In lui i cileni vedono una destra che non fa più paura. La sua carta vincente è di aver saputo smarcarsi dai conservatori tradizionali proponendosi come il rappresentante di una destra moderna, moderata, democratica. Ricordano che egli aveva invitato i compatrioti a votare «no» nel 1988 al referendum con cui Pinochet tentava di mantenersi al potere denunciando le violazioni del diritti dell'uomo.
Ora Piñera cita come modelli da emulare il conservatore messicano Felipe Calderon ma anche il progressista brasiliano Lula de Silva e la stessa presidente socialista Bachelet che lo ha preceduto al palazzo della Moneda e della quale non mette assolutamente in causa il modello economico, citato come esempio in America Latina.

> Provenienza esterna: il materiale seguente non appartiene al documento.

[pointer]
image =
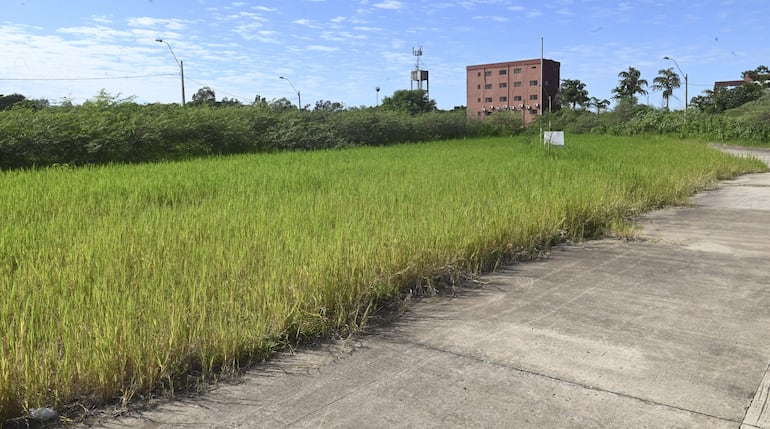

Per lui hanno votato i borghesi benestanti, il ceto medio colpito dalla crisi e masse di poveri. A tutti ha promesso: «Con me troverete il futuro, il progresso, l'esperienza e la gioia. Io sono il motore del cambiamento».
Belle parole, persino troppo belle. Tanto da chiedersi se la sua vittoria non finirà per provocare un effetto-domino nel continente dove dall'Argentina alla Bolivia, dal Brasile al Venezuela all'Ecuador al Salvador a reggere i fili sono tutti militanti di sinistra.